While some background checks are overkill for the healthcare industry, they are essential to maintaining high standards. By implementing comprehensive policies and utilizing services, healthcare organizations can improve the quality of their employees and reduce risks that may put patients at risk. For example, healthcare workers with a history of theft crimes and other violations can expose their employers to costly lawsuits, fines, and fees. Background checks, including FACIS searches, sanctions searches, and drug screenings, can help protect against these costly issues and maintain consumers’ trust.

Drug Screenings

Drug testing is a necessary component of any healthcare workplace. This includes hospitals and doctors’ offices, where nurses and other medical professionals play key roles in patient care. Drug tests help maintain a safe work environment and ensure patients receive the highest level of care possible.

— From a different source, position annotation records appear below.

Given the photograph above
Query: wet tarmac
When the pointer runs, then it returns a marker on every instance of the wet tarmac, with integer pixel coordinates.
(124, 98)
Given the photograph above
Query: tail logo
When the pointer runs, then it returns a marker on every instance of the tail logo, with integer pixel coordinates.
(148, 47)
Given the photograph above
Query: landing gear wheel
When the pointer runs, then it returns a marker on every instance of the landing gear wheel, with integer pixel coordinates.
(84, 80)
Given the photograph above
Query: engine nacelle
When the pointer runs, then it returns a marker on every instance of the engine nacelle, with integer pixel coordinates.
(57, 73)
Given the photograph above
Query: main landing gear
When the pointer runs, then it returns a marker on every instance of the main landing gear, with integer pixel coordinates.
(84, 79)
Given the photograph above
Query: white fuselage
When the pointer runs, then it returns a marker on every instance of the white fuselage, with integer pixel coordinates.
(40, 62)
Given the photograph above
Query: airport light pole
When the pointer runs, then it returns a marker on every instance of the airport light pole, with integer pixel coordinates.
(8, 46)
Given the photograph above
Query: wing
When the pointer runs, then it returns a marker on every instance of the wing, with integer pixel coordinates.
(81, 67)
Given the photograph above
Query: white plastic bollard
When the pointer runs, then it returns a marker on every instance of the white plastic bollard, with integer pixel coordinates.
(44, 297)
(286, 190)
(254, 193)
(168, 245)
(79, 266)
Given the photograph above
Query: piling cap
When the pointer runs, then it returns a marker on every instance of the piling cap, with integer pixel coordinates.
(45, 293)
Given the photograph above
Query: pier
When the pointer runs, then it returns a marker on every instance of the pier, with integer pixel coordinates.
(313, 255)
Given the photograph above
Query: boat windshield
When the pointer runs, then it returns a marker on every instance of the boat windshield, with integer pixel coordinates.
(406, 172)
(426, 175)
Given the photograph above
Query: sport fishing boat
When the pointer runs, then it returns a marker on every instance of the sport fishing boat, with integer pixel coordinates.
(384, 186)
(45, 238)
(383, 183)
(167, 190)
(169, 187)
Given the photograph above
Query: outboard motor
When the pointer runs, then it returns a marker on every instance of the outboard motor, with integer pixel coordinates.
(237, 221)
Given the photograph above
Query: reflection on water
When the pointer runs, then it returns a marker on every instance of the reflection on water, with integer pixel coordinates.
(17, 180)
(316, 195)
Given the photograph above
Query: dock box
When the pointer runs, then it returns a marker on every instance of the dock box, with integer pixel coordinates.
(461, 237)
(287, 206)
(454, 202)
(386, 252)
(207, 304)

Many medical professions are subject to strict licensing requirements that include drug screenings. Failing to comply can result in a suspension or revocation of their license, effectively ending their career. Therefore, hospitals must conduct consistent background checks on all new employees to verify that they can legally work within the industry.

Various drug tests are available, including urinalysis, saliva or oral fluid drug test, hair follicle, and breathalyzers. These can be conducted during pre-employment screenings, based on reasonable suspicion, and as part of a random screening program. Some types of drugs that are commonly tested for include marijuana, opiates, cocaine, amphetamines, and PCP. In addition, a wide range of prescription medications may also be tested for.

Follow-up drug testing programs can be tailored to specific individuals in conjunction with their recovery advisors, but most rely on periodic or random unannounced testing of urine, hair, blood, or saliva specimens. This helps to identify current substance abuse, which can be addressed and treated through employee assistance programs or other rehabilitation programs.